Fiocchi Opens New Lead-Free Primer Manufacturing Facility

Zac Kurylyk in on December 14, 2022

Good news, reloaders: Fiocchi is going to open a new factory in Arkansas to produce lead-free primers. It's a $42-million investment for the company, and it is the first lead-free primer manufacturing facility in the world.

Many shooters might view that news with indifference, or even skepticism, since lead-free ammunition has been considered by some hunters as a trick by special-interest groups to run the price of hunting ammunition up to unaffordable levels.

However, the reality is that this news is precisely what North American shooters need. At this point seems very unlikely this new factory will be supplying government agencies, and with military and law enforcement contracts eating up a vast chunk of the American ammunition supply, any addition to the market outside of that sector should be welcome.

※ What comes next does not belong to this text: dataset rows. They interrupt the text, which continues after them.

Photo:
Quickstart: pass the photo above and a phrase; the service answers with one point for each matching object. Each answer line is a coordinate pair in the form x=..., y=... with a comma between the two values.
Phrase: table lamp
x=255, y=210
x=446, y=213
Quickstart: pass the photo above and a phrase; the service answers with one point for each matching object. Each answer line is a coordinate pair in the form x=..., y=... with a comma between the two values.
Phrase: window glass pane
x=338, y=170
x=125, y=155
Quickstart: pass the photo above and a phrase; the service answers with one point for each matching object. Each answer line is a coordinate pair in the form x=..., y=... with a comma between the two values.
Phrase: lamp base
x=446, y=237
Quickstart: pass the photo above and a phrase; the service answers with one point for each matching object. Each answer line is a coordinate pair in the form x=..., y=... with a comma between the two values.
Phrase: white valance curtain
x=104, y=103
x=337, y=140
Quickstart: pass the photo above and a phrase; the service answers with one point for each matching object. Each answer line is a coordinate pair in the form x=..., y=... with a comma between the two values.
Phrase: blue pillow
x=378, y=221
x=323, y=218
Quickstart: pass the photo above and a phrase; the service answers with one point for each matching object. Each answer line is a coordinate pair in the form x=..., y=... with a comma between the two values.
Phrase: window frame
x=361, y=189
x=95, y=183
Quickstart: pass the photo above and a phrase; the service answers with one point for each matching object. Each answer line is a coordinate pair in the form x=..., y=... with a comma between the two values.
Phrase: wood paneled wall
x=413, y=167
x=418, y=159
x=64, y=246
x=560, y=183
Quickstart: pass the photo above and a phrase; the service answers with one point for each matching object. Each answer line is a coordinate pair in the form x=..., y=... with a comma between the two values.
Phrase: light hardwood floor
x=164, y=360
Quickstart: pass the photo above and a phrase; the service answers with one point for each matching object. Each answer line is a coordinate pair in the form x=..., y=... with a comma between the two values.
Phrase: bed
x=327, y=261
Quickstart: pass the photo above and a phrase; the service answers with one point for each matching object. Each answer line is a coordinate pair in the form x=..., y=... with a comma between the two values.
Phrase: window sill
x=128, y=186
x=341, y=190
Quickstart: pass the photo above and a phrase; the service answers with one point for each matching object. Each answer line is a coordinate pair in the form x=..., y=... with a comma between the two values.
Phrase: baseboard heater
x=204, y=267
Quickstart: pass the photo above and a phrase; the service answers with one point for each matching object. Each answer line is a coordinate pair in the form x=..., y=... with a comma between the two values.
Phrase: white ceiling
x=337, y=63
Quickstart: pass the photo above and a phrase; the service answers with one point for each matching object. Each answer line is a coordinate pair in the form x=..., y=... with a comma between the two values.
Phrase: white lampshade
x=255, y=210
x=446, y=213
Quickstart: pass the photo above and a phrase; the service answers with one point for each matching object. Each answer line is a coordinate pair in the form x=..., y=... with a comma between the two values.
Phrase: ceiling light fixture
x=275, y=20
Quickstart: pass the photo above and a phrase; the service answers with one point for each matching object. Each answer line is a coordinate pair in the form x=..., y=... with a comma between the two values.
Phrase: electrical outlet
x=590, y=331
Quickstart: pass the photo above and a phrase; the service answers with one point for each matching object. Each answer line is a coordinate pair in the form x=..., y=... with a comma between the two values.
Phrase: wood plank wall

Further, because the Fiocchi plant does not require lead in its primers, it is also not dependent on the lead supply in the United States. The last U.S. primary lead smelter closed about a decade back; the Doe Run Company's smelter, which produced lead from ore, closed in 2013 over EPA regulations. Since then, the U.S. has relied on so-called secondary smelters (which recover lead from recycled batteries, etc.), or import its supply. If you wonder why ammo prices have risen sharply in the past decade, it's not just COVIDnomics. Lead prices aren't the highest they've been historically (2007 was the biggest high in recent years, when adjusted for inflation), but they've been climbing steadily since the last price crash in 2015.

Of course, there's always the spectre of more ammunition restriction around the corner as well, with shotgun shells reportedly threatened by a ban on single-use plastics and non-toxic shot already required for waterfowl since the 1980s. Rifle hunters in the U.S. are increasingly seeing similar requirements, forcing them to use copper bullets or other non-lead projectiles. Making a lead-free primer is not a bad idea as far as future-proofing your business.

Fiocchi says it will use its primers in its own ammunition manufacturing, including its zero-pollution EnviroShield products. It also plans to sell to other companies in the industry, and we'd presume retail reloaders as well.

The new Fiocchi plant will employ around 120 people. It will cover a 281-acre site in the Port of Little Rock.